À savoir, suite d’une manifestation, des jeunes en colère qui s’insurgeaient contre le meurtre de deux de leurs à Maze, localité proche de Drodro, ont attaqué la base de cette ONG sur place. Au moins quatre véhicules ont été vandalisés, des motos et groupes électrogènes brulés et des documents saccagés, indiquent des sources locales. Choqué par ces évènements, le personnel d’ACF a été évacué à Bunia où il bénéficie d’une prise en charge psychologique.

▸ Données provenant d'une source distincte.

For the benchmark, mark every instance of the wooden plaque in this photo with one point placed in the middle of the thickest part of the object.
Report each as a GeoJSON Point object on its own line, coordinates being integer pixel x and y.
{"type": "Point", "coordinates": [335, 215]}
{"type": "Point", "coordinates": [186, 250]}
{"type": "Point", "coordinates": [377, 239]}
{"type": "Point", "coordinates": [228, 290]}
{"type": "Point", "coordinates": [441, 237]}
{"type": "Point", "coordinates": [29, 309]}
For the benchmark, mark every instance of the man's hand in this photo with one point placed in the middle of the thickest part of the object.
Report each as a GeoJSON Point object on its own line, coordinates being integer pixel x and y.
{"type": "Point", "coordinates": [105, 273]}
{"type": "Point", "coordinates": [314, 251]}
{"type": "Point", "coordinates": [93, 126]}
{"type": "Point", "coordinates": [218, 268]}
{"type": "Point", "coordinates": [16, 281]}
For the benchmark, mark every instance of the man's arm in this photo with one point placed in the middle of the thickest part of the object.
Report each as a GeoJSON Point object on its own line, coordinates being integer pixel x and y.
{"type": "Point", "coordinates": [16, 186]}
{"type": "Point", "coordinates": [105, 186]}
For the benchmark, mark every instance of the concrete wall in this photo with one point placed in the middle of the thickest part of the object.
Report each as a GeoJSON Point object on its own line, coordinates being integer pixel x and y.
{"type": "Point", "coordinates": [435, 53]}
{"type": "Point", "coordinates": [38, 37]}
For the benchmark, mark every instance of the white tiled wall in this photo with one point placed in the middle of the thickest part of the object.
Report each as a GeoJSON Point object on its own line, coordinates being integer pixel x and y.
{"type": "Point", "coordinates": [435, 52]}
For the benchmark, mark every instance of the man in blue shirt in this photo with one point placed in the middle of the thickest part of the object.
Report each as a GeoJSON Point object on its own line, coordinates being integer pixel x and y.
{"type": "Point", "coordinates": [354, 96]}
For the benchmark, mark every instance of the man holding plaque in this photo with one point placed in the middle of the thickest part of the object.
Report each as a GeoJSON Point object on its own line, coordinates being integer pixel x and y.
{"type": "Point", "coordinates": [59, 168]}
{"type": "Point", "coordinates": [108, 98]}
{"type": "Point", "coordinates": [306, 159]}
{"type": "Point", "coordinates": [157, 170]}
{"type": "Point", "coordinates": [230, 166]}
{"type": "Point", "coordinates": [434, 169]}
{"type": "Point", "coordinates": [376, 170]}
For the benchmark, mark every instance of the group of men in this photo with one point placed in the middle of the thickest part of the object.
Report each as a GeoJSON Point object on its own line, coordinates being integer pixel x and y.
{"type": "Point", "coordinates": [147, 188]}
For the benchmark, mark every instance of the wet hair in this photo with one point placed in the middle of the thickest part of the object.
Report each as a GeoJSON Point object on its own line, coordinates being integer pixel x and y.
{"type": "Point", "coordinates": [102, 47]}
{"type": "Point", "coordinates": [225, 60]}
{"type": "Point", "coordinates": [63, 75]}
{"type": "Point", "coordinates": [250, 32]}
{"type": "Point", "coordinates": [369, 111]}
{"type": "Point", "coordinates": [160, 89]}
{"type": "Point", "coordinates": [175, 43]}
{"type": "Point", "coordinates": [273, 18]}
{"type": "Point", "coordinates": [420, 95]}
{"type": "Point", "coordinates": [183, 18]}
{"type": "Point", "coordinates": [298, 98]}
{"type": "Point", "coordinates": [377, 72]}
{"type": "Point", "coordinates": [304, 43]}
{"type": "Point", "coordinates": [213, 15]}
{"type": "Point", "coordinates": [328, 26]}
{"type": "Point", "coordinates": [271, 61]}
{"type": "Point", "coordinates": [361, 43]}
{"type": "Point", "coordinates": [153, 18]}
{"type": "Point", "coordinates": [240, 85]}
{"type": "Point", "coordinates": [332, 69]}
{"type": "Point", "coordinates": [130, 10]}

« Nous condamnons fermement cette attaque contre nos équipes et qui aura des conséquences terribles sur la population, car nous sommes aujourd’hui contraints de suspendre nos activités jusqu’à nouvel ordre sur la zone de Djugu et donc de laisser des milliers de personnes sans aide vitale », déplore Benjamin Vienot, directeur d’Action contre la faim en RDC. Depuis décembre 2020, plus de 68 000 personnes, dont des enfants malnutris et des adultes vulnérables, ont bénéficié de l’assistance entre autres d’Action contre la faim.

Sur ceux, il s’engageant à reprendre ses activités dans la zone une fois la situation sécuritaire améliorée, l’ONG réaffirme sa détermination de respecter les principes humanitaires, en restant neutre, apolitique et impartial.